How Big Data Informs Economics

In A Fistful of Dollars, Clint Eastwood challenges Gian Maria Volonte with the words, “When a man with .45 meets a man with a rifle, you said, the man with a pistol’s a dead man. Let’s see if that’s true. Go ahead, load up and shoot.”

That’s the right words to challenge big data, which recently reappeared in economics debates (Noah Smith, Chris House via Mark Thoma). Big data is a rifle, but not necessary winning. Economists must have special reasons to abandon small datasets and start messing with more numbers.

Unlike business, which only recently discovered the sexiest job of the future, economists do analytics for the last 150 years. They deal with “big data” for half of that period (I count from 1940, when the CPS started). So, how can the new big data be useful to them?

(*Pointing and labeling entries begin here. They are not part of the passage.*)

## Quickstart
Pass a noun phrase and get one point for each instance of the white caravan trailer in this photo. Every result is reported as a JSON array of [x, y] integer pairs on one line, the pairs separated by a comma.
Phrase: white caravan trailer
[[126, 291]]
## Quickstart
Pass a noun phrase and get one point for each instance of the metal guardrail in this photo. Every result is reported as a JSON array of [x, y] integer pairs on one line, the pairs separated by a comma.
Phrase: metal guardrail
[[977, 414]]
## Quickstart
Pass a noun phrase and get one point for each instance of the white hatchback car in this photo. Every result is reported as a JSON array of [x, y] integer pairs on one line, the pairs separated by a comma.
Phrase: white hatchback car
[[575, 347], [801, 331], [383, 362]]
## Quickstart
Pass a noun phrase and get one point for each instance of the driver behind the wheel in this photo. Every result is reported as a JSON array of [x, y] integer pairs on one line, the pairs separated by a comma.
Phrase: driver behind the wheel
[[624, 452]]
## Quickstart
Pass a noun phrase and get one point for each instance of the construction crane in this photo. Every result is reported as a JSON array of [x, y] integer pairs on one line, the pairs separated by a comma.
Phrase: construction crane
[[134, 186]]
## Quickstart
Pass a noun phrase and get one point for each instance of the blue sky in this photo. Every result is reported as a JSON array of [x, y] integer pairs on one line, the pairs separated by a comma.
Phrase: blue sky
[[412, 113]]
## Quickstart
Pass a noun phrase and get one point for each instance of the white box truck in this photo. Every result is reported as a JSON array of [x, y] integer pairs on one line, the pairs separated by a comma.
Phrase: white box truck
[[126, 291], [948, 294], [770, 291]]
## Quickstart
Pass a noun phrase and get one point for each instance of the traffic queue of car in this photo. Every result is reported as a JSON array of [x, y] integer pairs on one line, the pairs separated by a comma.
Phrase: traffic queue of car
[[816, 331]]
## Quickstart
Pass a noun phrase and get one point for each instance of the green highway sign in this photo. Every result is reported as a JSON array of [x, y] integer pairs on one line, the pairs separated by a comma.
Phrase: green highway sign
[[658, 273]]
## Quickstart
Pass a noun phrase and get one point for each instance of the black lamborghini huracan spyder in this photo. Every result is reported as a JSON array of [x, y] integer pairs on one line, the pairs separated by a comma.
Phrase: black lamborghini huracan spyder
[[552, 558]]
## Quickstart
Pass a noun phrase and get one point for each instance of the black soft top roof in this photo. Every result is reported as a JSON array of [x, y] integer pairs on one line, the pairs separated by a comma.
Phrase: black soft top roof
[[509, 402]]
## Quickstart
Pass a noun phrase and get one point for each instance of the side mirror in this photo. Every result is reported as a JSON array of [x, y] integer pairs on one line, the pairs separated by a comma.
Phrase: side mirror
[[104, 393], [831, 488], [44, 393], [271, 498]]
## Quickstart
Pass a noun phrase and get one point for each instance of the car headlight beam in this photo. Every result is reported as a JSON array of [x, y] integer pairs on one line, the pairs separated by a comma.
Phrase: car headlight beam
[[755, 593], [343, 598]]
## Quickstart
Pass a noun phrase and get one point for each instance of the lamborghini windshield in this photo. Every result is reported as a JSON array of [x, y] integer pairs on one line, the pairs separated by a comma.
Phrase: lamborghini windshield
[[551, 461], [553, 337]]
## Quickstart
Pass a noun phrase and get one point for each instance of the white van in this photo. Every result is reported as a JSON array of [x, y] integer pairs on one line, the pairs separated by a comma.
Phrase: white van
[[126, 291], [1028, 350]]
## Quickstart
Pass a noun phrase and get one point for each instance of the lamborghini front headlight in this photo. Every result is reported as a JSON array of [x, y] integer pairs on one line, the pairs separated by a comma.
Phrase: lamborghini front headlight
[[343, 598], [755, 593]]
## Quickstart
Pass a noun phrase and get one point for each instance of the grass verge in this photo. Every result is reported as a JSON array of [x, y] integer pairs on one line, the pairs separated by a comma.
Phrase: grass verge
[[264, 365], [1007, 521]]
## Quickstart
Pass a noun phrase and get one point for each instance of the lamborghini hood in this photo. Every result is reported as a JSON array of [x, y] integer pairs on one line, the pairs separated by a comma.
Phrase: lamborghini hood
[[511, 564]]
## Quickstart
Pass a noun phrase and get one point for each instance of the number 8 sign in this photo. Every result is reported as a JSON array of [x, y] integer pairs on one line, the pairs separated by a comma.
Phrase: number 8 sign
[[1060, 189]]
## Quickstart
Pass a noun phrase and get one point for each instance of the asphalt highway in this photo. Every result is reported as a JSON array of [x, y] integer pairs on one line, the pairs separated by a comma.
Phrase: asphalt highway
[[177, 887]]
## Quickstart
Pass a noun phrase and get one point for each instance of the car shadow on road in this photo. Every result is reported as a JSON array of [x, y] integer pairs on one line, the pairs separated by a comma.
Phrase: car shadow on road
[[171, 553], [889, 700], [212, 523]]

Let’s find out what big data offers. First of all, more information, of course. Notable cases include predicting the present with Google and Joshua Blumenstock’s use of mobile phones in development economics. Less notable cases encounter the same problem: a decline in the quality of data. Compare long surveys that development economists collect when they do experiments versus what Facebook dares to ask its most loyal users. Despite Facebook having 1.5 bn. observations, economists end up with much better evidences. That’s not about depth alone. Social scientists ask clearer questions, find representative respondents, and take nonresponses seriously. If you do a responsible job, you have to construct smaller but better samples like this.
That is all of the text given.